雖然土地不少、人口不少,但是岳龍卻是遠近聞名的窮地方,當年岳龍公社糧食總產829萬斤,平均畝產156斤;種棉花3667畝,平均畝產皮棉僅有15斤,全社欠國家貸款82萬元。公社里的曾莊、西港、國士營等村最低的日工值不足1分錢,長期“吃糧靠返銷,生產靠貸款,生活靠救濟”。
孫德玲就是那時候被派到岳龍公社擔任黨委書記和革委會主任的。
“那個時候,窮得棉褲都做不上,就把棉花縫在褲子外面。”孫德玲回憶說。
為了改變落后的面貌,公社黨委班子也想盡各種辦法,制定種植計劃、挖溝排堿。
“我們并不清楚造成這些問題的根本原因在哪里,反而認為勞動組織越大越好,把小隊核算改為大隊核算,結果,生產、收入還是上不去。”孫德玲說。
現在回想起來,孫德玲說,那時候,老百姓是沒心氣,“出工一窩蜂,干活大幫轟”,反正記工分是一樣的、分配是拉平的,大家出工不出力。
1978年12月,黨的十一屆三中全會公報發表后,給了全國人民很大的思想震撼,孫德玲也是其中之一,那時候,他認識到人民公社“一大二公”“政社合一”的體制束縛了生產力的發展。

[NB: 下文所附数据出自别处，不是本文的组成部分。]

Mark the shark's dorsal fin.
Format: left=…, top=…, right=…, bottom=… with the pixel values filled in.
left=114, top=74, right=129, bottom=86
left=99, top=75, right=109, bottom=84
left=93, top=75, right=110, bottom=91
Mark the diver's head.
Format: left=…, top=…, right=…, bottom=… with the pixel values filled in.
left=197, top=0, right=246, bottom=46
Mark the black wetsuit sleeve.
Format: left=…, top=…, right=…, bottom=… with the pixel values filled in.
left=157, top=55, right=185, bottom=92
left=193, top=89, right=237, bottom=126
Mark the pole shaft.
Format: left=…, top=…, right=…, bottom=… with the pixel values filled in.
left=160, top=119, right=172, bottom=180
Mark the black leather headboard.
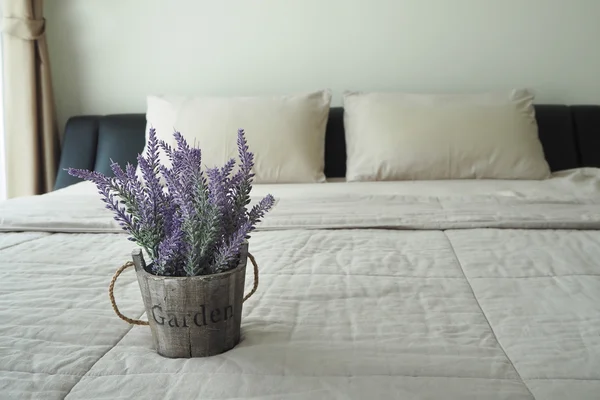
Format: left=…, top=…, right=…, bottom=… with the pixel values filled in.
left=54, top=105, right=600, bottom=190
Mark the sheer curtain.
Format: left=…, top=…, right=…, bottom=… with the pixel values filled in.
left=0, top=3, right=5, bottom=201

可是改革體制談何容易,孫德玲的心里也是“打鼓”,但又覺得非改不可,于是,岳龍公社黨委決定,在全公社推行生產責任制,劃小生產隊規模,把自留地退給個人經營。
這個決定一公布,在干部群眾引起了爭論:有反對的,也有擁護的,但更多人是觀望。
“于是我們以自愿方式,哪個村的干部群眾樂于接受,就先行一步。”孫德玲說,“到1978年年底,全公社有9個大隊實行了生產責任制,成立了18個作業組。1979年種春麥時,作業組顯示了優越性。實行作業組的隊,由于利益直接,全體社員心往一處想,勁往一處使,起早貪晚,自覺出工,只用二三天就完成了種麥任務,而那些仍在吃‘大鍋飯’的村,種麥時間用了六七天,與劃分作業組的村形成鮮明對比。”
一篇文章引風波
正當生產積極性向好的方向調轉的時候,1979年3月15日,發表在中央人民廣播電臺和《人民日報》的頭條文章《“三級所有,隊為基礎”應該穩定》給孫德玲潑了一盆冷水,文章指責搞作業組、包產到戶是倒退。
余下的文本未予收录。